The German Heart Centre in Munich reported on 393 consecutive patients receiving a CoreValve between 2007 and 2011. The device shows sustained improvement of haemodynamic values up to three years after implantation.
A small study of 50 CoreValve patients from seven centres in Europe and Canada is unique for having the longest follow-up period. Receiving a valve in 2005 and 2006, more than half of patients have since died, but not as a result of device failure and the valve continues to perform well for the survivors.
A review of 177 patients implanted with the Edwards valve in Rouen, France, starting in 2006, also showed solid device performance.
Electronic 'nose' smells heart failure
Vasileios Kechagias PhD, from the University Hospital Jena, believes a new device can sniff out the potential for heart failure.
Emphasising that the results are from a pilot study and the device is far from finished, Dr Kechagias said the study succeeded in demonstrating among 126 patients that the ‘electronic nose’ detected heart failure with 89% sensitivity and 88% specificity.
The device consists of metal oxide based gas sensors, each with a different sensitivity to various odorant molecular types.
The first version of the nose is a bulky cube that is strapped to the forearm, and the detection session takes 30 minutes.

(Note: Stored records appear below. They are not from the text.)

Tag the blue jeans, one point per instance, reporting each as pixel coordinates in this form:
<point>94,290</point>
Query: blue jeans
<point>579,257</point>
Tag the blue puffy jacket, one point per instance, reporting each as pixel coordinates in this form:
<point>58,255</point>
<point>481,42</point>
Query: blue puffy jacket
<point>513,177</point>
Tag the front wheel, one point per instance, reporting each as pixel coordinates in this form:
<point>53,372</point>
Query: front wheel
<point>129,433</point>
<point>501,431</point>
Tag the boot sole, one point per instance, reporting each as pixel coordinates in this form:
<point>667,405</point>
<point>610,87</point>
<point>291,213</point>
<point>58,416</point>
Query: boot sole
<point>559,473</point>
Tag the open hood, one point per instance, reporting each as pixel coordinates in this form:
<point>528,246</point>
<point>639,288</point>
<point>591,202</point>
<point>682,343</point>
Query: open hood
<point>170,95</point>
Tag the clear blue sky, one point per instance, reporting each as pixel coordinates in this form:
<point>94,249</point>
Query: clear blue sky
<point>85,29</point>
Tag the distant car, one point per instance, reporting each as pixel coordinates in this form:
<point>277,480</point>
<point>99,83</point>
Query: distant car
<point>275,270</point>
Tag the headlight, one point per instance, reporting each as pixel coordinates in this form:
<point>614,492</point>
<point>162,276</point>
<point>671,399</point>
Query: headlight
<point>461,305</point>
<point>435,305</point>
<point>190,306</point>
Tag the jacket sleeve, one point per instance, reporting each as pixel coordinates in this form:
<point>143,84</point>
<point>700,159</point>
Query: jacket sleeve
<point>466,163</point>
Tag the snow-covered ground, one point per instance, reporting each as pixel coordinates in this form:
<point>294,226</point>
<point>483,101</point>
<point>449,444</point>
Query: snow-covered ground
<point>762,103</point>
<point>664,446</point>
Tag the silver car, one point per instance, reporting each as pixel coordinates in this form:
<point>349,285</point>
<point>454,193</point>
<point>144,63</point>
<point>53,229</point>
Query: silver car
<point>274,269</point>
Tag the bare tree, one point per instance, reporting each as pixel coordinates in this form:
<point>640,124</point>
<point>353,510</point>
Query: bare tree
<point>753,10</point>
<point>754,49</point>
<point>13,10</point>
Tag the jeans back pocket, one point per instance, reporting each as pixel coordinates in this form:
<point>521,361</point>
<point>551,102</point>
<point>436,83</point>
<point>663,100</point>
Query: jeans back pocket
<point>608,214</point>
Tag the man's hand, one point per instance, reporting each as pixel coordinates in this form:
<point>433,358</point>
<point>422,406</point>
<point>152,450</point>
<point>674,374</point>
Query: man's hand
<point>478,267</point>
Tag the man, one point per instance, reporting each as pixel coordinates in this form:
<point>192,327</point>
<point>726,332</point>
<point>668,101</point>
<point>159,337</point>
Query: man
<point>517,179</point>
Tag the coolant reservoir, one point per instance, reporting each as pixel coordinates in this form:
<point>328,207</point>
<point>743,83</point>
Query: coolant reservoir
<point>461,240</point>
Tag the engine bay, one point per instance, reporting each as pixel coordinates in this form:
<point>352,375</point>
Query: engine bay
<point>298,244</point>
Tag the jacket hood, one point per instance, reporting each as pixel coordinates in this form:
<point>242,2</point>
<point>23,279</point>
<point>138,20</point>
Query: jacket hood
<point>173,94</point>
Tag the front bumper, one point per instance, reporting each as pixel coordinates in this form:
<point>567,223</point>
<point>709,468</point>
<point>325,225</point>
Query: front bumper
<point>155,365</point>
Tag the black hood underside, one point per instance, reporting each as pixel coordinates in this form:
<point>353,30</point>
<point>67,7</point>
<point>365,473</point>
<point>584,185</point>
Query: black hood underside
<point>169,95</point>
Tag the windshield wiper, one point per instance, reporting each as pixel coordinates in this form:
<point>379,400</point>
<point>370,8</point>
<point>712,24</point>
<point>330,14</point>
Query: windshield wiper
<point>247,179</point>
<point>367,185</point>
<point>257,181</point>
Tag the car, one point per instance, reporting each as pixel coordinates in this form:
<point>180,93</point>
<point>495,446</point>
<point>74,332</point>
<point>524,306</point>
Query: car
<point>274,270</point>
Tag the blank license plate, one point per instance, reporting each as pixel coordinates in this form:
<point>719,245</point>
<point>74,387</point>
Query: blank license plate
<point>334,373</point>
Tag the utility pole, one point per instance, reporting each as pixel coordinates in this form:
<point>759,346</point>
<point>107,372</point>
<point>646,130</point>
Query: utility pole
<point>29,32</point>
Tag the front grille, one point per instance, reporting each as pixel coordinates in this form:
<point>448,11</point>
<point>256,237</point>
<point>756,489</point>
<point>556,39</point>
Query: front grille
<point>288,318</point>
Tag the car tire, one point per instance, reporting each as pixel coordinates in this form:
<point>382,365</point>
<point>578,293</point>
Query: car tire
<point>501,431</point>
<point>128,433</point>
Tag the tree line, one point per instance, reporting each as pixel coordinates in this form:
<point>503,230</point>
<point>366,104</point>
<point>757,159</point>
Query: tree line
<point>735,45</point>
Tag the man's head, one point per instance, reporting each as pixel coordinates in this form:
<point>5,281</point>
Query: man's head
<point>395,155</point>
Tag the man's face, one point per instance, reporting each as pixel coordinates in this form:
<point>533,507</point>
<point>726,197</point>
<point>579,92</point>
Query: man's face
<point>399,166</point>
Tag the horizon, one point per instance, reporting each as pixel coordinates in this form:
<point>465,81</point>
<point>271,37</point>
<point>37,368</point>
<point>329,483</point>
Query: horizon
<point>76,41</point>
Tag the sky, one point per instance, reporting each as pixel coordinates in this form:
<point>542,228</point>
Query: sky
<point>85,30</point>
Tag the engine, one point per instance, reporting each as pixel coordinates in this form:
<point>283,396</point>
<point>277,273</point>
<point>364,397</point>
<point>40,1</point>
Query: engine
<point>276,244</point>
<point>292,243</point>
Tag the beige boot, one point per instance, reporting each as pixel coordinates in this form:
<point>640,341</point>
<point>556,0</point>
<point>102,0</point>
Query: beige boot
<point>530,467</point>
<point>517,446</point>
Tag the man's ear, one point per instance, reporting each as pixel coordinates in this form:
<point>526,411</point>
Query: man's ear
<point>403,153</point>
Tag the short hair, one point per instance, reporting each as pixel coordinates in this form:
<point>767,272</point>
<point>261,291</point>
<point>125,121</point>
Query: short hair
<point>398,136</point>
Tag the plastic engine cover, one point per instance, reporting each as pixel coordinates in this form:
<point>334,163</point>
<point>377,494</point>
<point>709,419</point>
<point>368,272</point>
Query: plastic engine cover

It also needs to be connected to a high-end gasometer and molecular analysis system at the University for Applied Sciences in Jena. Nonetheless, the potential is intriguing with the possibility of one day seeing a miniaturised version for a skin patch that remotely transmits the readings.
‘Sometimes it takes something crazy to shake up our ideas,’ said ESC session chairman Frank Ruschitzka MD, from the Zurich University Hospital.